To resolve, the simplest and most effective way would be to remove any infested part of the plant (can infect the stem/ branch portion besides the underside of leaves) in order to prevent migration of whiteflies onto its nearby plants. After removing the infested parts of the plant, consider spraying some neem oil solution onto the underside of the leaves to rid any remnant whiteflies which were not visible.

Another important routine to prevent infestation would be to remove weeds regularly so as to reduce whitefly populations. 

Yellow sticky traps too, can be very effective to trap adult whiteflies, thereby reducing whitefly populations.

2) Insects (Caterpillars, moths, grasshoppers, stick insects)

Insects can wipe out your painstakingly grown edible plants overnight. Yes, unfortunately all it takes is one night to nullify all the time and effort placed into growing those lovely greens.

Depending on how large the insects are which dictate what they will choose to eat, most insects go straight for the leaves! Being soft and tender, leaves are the choice pick of both small and large insects. 

A simple and effective *home remedy* to deter a plethora of insects would be to spray a chilli + garlic skin solution. This would ensure that insects (or whiteflies) would no longer fancy your greens. 

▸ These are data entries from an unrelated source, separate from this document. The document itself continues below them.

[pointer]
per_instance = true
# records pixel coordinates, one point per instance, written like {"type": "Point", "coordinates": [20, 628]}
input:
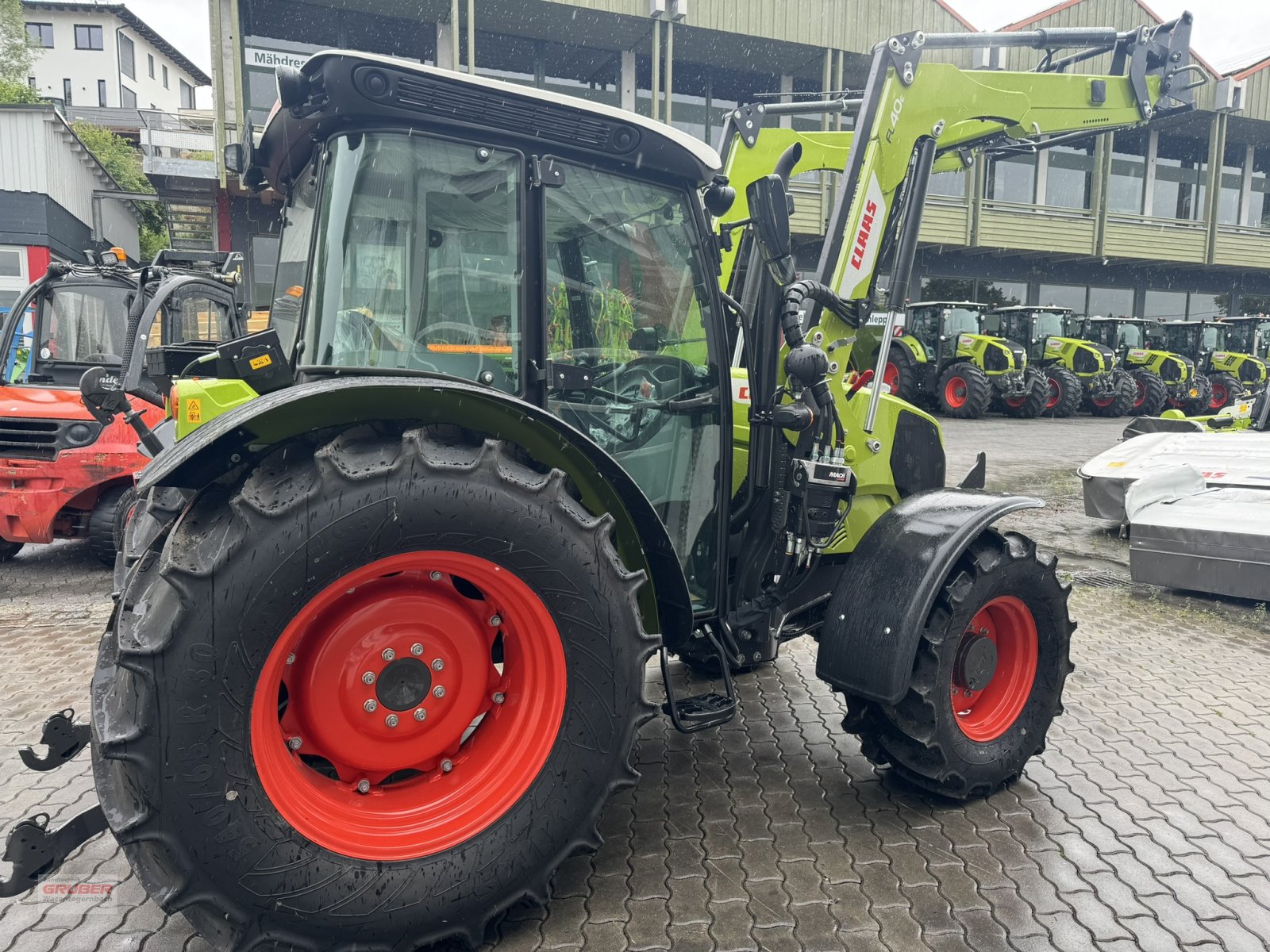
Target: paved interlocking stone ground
{"type": "Point", "coordinates": [1146, 824]}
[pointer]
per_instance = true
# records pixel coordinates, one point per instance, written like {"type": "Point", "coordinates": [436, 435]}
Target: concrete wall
{"type": "Point", "coordinates": [84, 67]}
{"type": "Point", "coordinates": [40, 156]}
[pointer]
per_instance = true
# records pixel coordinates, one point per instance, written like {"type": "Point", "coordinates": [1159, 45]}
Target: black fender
{"type": "Point", "coordinates": [249, 431]}
{"type": "Point", "coordinates": [888, 588]}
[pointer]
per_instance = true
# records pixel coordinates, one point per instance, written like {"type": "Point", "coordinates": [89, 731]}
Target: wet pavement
{"type": "Point", "coordinates": [1145, 825]}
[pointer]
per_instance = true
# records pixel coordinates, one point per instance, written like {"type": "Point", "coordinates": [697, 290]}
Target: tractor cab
{"type": "Point", "coordinates": [70, 471]}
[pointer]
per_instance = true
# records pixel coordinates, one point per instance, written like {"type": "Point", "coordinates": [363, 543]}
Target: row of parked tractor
{"type": "Point", "coordinates": [965, 359]}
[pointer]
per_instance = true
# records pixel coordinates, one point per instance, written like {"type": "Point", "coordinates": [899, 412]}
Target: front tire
{"type": "Point", "coordinates": [962, 731]}
{"type": "Point", "coordinates": [1223, 391]}
{"type": "Point", "coordinates": [234, 727]}
{"type": "Point", "coordinates": [1153, 393]}
{"type": "Point", "coordinates": [964, 391]}
{"type": "Point", "coordinates": [1122, 403]}
{"type": "Point", "coordinates": [1033, 404]}
{"type": "Point", "coordinates": [1064, 393]}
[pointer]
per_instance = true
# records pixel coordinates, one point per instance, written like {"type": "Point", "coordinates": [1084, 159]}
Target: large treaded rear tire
{"type": "Point", "coordinates": [964, 391]}
{"type": "Point", "coordinates": [1064, 393]}
{"type": "Point", "coordinates": [173, 693]}
{"type": "Point", "coordinates": [1153, 393]}
{"type": "Point", "coordinates": [920, 738]}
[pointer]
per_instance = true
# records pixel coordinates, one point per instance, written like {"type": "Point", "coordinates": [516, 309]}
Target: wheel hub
{"type": "Point", "coordinates": [403, 685]}
{"type": "Point", "coordinates": [976, 662]}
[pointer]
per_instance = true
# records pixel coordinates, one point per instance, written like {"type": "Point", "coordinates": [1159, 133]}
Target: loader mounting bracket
{"type": "Point", "coordinates": [35, 852]}
{"type": "Point", "coordinates": [63, 736]}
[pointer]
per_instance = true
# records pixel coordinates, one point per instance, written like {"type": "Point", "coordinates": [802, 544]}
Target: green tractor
{"type": "Point", "coordinates": [943, 359]}
{"type": "Point", "coordinates": [379, 654]}
{"type": "Point", "coordinates": [1225, 376]}
{"type": "Point", "coordinates": [1162, 378]}
{"type": "Point", "coordinates": [1081, 374]}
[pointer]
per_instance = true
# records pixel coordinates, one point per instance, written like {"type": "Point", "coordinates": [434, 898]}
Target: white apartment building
{"type": "Point", "coordinates": [103, 55]}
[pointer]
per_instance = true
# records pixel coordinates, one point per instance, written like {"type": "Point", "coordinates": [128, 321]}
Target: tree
{"type": "Point", "coordinates": [13, 93]}
{"type": "Point", "coordinates": [16, 50]}
{"type": "Point", "coordinates": [122, 160]}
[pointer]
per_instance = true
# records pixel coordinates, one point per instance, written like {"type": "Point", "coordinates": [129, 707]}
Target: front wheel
{"type": "Point", "coordinates": [987, 679]}
{"type": "Point", "coordinates": [368, 696]}
{"type": "Point", "coordinates": [1225, 390]}
{"type": "Point", "coordinates": [964, 391]}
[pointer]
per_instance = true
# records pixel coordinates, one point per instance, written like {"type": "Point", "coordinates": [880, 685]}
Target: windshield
{"type": "Point", "coordinates": [1051, 324]}
{"type": "Point", "coordinates": [1128, 336]}
{"type": "Point", "coordinates": [418, 267]}
{"type": "Point", "coordinates": [960, 321]}
{"type": "Point", "coordinates": [71, 327]}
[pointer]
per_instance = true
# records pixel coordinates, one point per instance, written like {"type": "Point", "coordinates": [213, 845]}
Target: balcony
{"type": "Point", "coordinates": [1155, 239]}
{"type": "Point", "coordinates": [178, 150]}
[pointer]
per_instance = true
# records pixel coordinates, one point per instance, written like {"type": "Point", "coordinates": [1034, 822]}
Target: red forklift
{"type": "Point", "coordinates": [65, 474]}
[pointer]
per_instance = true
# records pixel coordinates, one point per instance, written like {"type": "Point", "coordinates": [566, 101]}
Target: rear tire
{"type": "Point", "coordinates": [105, 520]}
{"type": "Point", "coordinates": [964, 391]}
{"type": "Point", "coordinates": [1223, 391]}
{"type": "Point", "coordinates": [1001, 585]}
{"type": "Point", "coordinates": [1126, 397]}
{"type": "Point", "coordinates": [1153, 393]}
{"type": "Point", "coordinates": [902, 372]}
{"type": "Point", "coordinates": [190, 733]}
{"type": "Point", "coordinates": [1034, 403]}
{"type": "Point", "coordinates": [1064, 391]}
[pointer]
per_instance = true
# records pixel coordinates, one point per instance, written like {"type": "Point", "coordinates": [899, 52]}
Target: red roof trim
{"type": "Point", "coordinates": [1066, 4]}
{"type": "Point", "coordinates": [958, 17]}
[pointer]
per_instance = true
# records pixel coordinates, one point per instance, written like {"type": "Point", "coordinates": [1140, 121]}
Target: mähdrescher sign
{"type": "Point", "coordinates": [273, 59]}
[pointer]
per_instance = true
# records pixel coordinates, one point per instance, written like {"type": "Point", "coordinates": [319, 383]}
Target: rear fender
{"type": "Point", "coordinates": [248, 432]}
{"type": "Point", "coordinates": [889, 585]}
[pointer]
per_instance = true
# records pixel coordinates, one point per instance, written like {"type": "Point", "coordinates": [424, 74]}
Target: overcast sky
{"type": "Point", "coordinates": [1229, 33]}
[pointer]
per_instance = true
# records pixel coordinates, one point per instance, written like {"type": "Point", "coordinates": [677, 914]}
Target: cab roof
{"type": "Point", "coordinates": [343, 90]}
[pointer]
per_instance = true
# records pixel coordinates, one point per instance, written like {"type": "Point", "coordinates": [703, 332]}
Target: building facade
{"type": "Point", "coordinates": [48, 179]}
{"type": "Point", "coordinates": [103, 55]}
{"type": "Point", "coordinates": [1146, 222]}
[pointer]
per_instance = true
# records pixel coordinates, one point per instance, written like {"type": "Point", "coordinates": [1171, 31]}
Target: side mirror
{"type": "Point", "coordinates": [770, 213]}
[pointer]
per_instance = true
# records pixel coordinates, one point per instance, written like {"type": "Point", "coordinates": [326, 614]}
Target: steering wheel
{"type": "Point", "coordinates": [468, 333]}
{"type": "Point", "coordinates": [622, 412]}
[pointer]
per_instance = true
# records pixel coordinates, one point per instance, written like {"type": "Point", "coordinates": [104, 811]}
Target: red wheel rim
{"type": "Point", "coordinates": [1056, 393]}
{"type": "Point", "coordinates": [891, 378]}
{"type": "Point", "coordinates": [444, 616]}
{"type": "Point", "coordinates": [988, 712]}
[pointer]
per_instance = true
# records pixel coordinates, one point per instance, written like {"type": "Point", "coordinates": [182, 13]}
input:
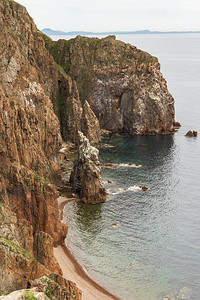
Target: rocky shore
{"type": "Point", "coordinates": [48, 98]}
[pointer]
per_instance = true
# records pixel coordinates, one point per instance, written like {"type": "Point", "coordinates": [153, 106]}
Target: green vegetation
{"type": "Point", "coordinates": [29, 296]}
{"type": "Point", "coordinates": [48, 41]}
{"type": "Point", "coordinates": [12, 104]}
{"type": "Point", "coordinates": [60, 69]}
{"type": "Point", "coordinates": [15, 248]}
{"type": "Point", "coordinates": [40, 178]}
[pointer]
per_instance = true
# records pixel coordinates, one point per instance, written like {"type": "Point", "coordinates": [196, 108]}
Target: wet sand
{"type": "Point", "coordinates": [73, 271]}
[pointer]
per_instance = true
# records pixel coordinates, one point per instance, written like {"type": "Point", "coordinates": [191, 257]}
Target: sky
{"type": "Point", "coordinates": [115, 15]}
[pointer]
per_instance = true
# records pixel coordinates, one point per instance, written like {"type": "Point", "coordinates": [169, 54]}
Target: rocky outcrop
{"type": "Point", "coordinates": [30, 140]}
{"type": "Point", "coordinates": [17, 262]}
{"type": "Point", "coordinates": [86, 176]}
{"type": "Point", "coordinates": [90, 124]}
{"type": "Point", "coordinates": [29, 129]}
{"type": "Point", "coordinates": [123, 85]}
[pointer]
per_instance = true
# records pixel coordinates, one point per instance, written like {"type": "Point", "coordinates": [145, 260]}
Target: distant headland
{"type": "Point", "coordinates": [49, 31]}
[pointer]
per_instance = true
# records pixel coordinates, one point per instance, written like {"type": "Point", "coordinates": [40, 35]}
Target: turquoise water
{"type": "Point", "coordinates": [144, 244]}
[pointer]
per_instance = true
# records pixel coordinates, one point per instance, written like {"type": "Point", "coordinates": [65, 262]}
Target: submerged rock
{"type": "Point", "coordinates": [86, 176]}
{"type": "Point", "coordinates": [191, 133]}
{"type": "Point", "coordinates": [123, 85]}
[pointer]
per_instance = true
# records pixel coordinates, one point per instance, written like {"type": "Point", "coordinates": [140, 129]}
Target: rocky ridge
{"type": "Point", "coordinates": [123, 85]}
{"type": "Point", "coordinates": [30, 140]}
{"type": "Point", "coordinates": [93, 83]}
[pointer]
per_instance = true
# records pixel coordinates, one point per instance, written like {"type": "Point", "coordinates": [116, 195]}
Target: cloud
{"type": "Point", "coordinates": [109, 15]}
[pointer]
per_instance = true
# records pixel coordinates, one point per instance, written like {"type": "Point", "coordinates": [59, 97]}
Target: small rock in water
{"type": "Point", "coordinates": [143, 187]}
{"type": "Point", "coordinates": [191, 133]}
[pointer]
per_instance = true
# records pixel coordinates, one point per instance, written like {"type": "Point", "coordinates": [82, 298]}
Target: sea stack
{"type": "Point", "coordinates": [86, 176]}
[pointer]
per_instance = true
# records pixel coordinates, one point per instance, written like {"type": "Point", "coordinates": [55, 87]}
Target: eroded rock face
{"type": "Point", "coordinates": [17, 262]}
{"type": "Point", "coordinates": [86, 176]}
{"type": "Point", "coordinates": [123, 85]}
{"type": "Point", "coordinates": [29, 129]}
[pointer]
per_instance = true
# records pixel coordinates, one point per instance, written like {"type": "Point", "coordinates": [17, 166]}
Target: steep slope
{"type": "Point", "coordinates": [30, 140]}
{"type": "Point", "coordinates": [123, 85]}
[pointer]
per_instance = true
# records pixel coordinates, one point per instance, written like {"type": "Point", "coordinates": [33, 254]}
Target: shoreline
{"type": "Point", "coordinates": [73, 271]}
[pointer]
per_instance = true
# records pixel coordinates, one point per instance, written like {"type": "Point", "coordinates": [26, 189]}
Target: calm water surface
{"type": "Point", "coordinates": [155, 247]}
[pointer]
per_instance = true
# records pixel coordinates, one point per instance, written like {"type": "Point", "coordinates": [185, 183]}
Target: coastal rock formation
{"type": "Point", "coordinates": [30, 223]}
{"type": "Point", "coordinates": [17, 262]}
{"type": "Point", "coordinates": [29, 129]}
{"type": "Point", "coordinates": [123, 85]}
{"type": "Point", "coordinates": [86, 176]}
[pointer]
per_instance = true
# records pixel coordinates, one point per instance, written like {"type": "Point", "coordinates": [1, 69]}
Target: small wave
{"type": "Point", "coordinates": [115, 191]}
{"type": "Point", "coordinates": [134, 188]}
{"type": "Point", "coordinates": [130, 165]}
{"type": "Point", "coordinates": [117, 166]}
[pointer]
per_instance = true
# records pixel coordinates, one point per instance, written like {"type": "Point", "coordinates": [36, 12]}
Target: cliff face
{"type": "Point", "coordinates": [30, 140]}
{"type": "Point", "coordinates": [123, 85]}
{"type": "Point", "coordinates": [29, 130]}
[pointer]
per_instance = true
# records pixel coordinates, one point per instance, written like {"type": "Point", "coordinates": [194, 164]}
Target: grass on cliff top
{"type": "Point", "coordinates": [19, 250]}
{"type": "Point", "coordinates": [29, 296]}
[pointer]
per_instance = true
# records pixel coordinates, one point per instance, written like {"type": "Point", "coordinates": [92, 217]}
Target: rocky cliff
{"type": "Point", "coordinates": [123, 85]}
{"type": "Point", "coordinates": [93, 83]}
{"type": "Point", "coordinates": [30, 140]}
{"type": "Point", "coordinates": [86, 175]}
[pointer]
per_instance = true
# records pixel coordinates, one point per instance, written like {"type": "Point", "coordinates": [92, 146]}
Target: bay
{"type": "Point", "coordinates": [153, 248]}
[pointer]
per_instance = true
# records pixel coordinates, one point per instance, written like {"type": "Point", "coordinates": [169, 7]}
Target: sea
{"type": "Point", "coordinates": [145, 244]}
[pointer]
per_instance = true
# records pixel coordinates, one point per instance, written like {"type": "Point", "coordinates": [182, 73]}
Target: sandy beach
{"type": "Point", "coordinates": [73, 271]}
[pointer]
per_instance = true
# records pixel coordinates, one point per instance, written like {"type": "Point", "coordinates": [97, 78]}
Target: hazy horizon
{"type": "Point", "coordinates": [118, 15]}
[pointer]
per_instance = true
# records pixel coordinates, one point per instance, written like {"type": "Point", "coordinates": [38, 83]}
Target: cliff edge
{"type": "Point", "coordinates": [123, 85]}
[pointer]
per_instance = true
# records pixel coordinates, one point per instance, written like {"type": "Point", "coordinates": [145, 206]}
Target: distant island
{"type": "Point", "coordinates": [49, 31]}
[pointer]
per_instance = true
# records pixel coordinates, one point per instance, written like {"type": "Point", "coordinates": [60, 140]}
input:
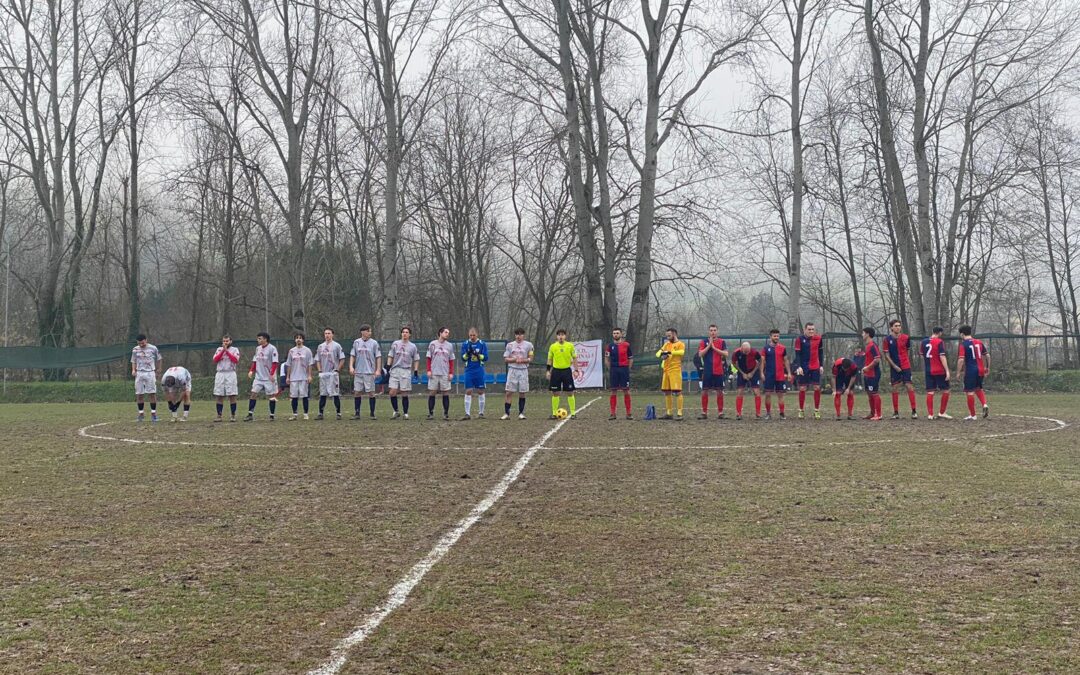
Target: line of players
{"type": "Point", "coordinates": [769, 369]}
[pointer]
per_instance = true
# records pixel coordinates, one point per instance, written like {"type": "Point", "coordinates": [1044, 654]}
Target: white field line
{"type": "Point", "coordinates": [404, 588]}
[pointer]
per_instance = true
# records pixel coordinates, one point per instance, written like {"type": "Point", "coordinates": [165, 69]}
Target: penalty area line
{"type": "Point", "coordinates": [403, 589]}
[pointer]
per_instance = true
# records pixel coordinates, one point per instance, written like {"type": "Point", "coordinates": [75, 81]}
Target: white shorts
{"type": "Point", "coordinates": [439, 382]}
{"type": "Point", "coordinates": [517, 380]}
{"type": "Point", "coordinates": [329, 383]}
{"type": "Point", "coordinates": [363, 383]}
{"type": "Point", "coordinates": [260, 386]}
{"type": "Point", "coordinates": [146, 382]}
{"type": "Point", "coordinates": [401, 380]}
{"type": "Point", "coordinates": [225, 383]}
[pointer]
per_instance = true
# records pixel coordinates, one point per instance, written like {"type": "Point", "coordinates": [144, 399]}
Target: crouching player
{"type": "Point", "coordinates": [973, 361]}
{"type": "Point", "coordinates": [264, 374]}
{"type": "Point", "coordinates": [146, 360]}
{"type": "Point", "coordinates": [844, 385]}
{"type": "Point", "coordinates": [748, 376]}
{"type": "Point", "coordinates": [225, 377]}
{"type": "Point", "coordinates": [176, 383]}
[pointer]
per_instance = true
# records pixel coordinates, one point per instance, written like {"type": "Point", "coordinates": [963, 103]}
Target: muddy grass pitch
{"type": "Point", "coordinates": [612, 547]}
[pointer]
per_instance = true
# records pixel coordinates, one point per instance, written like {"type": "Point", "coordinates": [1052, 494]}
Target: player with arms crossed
{"type": "Point", "coordinates": [561, 358]}
{"type": "Point", "coordinates": [714, 354]}
{"type": "Point", "coordinates": [896, 353]}
{"type": "Point", "coordinates": [297, 367]}
{"type": "Point", "coordinates": [810, 365]}
{"type": "Point", "coordinates": [620, 360]}
{"type": "Point", "coordinates": [329, 360]}
{"type": "Point", "coordinates": [225, 377]}
{"type": "Point", "coordinates": [264, 373]}
{"type": "Point", "coordinates": [973, 360]}
{"type": "Point", "coordinates": [671, 363]}
{"type": "Point", "coordinates": [777, 373]}
{"type": "Point", "coordinates": [176, 385]}
{"type": "Point", "coordinates": [935, 363]}
{"type": "Point", "coordinates": [872, 374]}
{"type": "Point", "coordinates": [404, 362]}
{"type": "Point", "coordinates": [474, 353]}
{"type": "Point", "coordinates": [440, 372]}
{"type": "Point", "coordinates": [518, 355]}
{"type": "Point", "coordinates": [365, 360]}
{"type": "Point", "coordinates": [146, 362]}
{"type": "Point", "coordinates": [747, 376]}
{"type": "Point", "coordinates": [844, 383]}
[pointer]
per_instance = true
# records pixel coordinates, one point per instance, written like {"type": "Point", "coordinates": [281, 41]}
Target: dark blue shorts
{"type": "Point", "coordinates": [971, 382]}
{"type": "Point", "coordinates": [474, 379]}
{"type": "Point", "coordinates": [753, 382]}
{"type": "Point", "coordinates": [900, 376]}
{"type": "Point", "coordinates": [777, 386]}
{"type": "Point", "coordinates": [936, 382]}
{"type": "Point", "coordinates": [712, 380]}
{"type": "Point", "coordinates": [620, 377]}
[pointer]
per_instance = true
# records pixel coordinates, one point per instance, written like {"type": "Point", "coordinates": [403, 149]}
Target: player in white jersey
{"type": "Point", "coordinates": [146, 362]}
{"type": "Point", "coordinates": [264, 374]}
{"type": "Point", "coordinates": [403, 361]}
{"type": "Point", "coordinates": [441, 356]}
{"type": "Point", "coordinates": [518, 355]}
{"type": "Point", "coordinates": [329, 358]}
{"type": "Point", "coordinates": [297, 368]}
{"type": "Point", "coordinates": [225, 377]}
{"type": "Point", "coordinates": [365, 360]}
{"type": "Point", "coordinates": [176, 383]}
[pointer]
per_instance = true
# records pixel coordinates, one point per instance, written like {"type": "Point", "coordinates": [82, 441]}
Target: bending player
{"type": "Point", "coordinates": [747, 376]}
{"type": "Point", "coordinates": [518, 355]}
{"type": "Point", "coordinates": [365, 360]}
{"type": "Point", "coordinates": [176, 385]}
{"type": "Point", "coordinates": [264, 374]}
{"type": "Point", "coordinates": [329, 360]}
{"type": "Point", "coordinates": [973, 360]}
{"type": "Point", "coordinates": [810, 365]}
{"type": "Point", "coordinates": [440, 372]}
{"type": "Point", "coordinates": [844, 385]}
{"type": "Point", "coordinates": [872, 374]}
{"type": "Point", "coordinates": [298, 363]}
{"type": "Point", "coordinates": [714, 354]}
{"type": "Point", "coordinates": [404, 363]}
{"type": "Point", "coordinates": [671, 362]}
{"type": "Point", "coordinates": [620, 360]}
{"type": "Point", "coordinates": [474, 353]}
{"type": "Point", "coordinates": [898, 355]}
{"type": "Point", "coordinates": [146, 361]}
{"type": "Point", "coordinates": [935, 364]}
{"type": "Point", "coordinates": [225, 377]}
{"type": "Point", "coordinates": [777, 373]}
{"type": "Point", "coordinates": [561, 358]}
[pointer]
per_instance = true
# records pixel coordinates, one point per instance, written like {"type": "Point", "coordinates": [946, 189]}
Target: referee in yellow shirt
{"type": "Point", "coordinates": [671, 360]}
{"type": "Point", "coordinates": [561, 356]}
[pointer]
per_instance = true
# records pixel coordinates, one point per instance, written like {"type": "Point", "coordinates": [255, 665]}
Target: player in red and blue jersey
{"type": "Point", "coordinates": [896, 351]}
{"type": "Point", "coordinates": [844, 383]}
{"type": "Point", "coordinates": [809, 366]}
{"type": "Point", "coordinates": [973, 360]}
{"type": "Point", "coordinates": [714, 354]}
{"type": "Point", "coordinates": [935, 364]}
{"type": "Point", "coordinates": [620, 359]}
{"type": "Point", "coordinates": [872, 374]}
{"type": "Point", "coordinates": [747, 375]}
{"type": "Point", "coordinates": [777, 373]}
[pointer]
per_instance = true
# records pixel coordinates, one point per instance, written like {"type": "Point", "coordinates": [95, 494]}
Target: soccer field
{"type": "Point", "coordinates": [751, 547]}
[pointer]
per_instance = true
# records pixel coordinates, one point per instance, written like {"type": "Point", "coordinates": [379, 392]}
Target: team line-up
{"type": "Point", "coordinates": [770, 369]}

Recipe for chilli + garlic solution: Chillies, garlic skin, a squirt of dish-washing detergent, water, a spray bottle (500-600ml would be ideal)

  1. Cut 7-8 medium sized chillies into chunks; and
  2. With 500ml of water, boil cut chillies and garlic skin on stove top for 15mins (once boiled, turn heat down to a gentle simmer);
  3. After boiling for 15mins, turn the heat off and let it cool.
  4. Strain boiled liquid and transfer solution into spray bottle; thereafter
  5. Add a squirt of dishwashing detergent to the bottle and top bottle up with water;
  6. Shake well to combine, and it is ready for application onto the plants.

This solution can be used for both prevention as well as curing of infestations.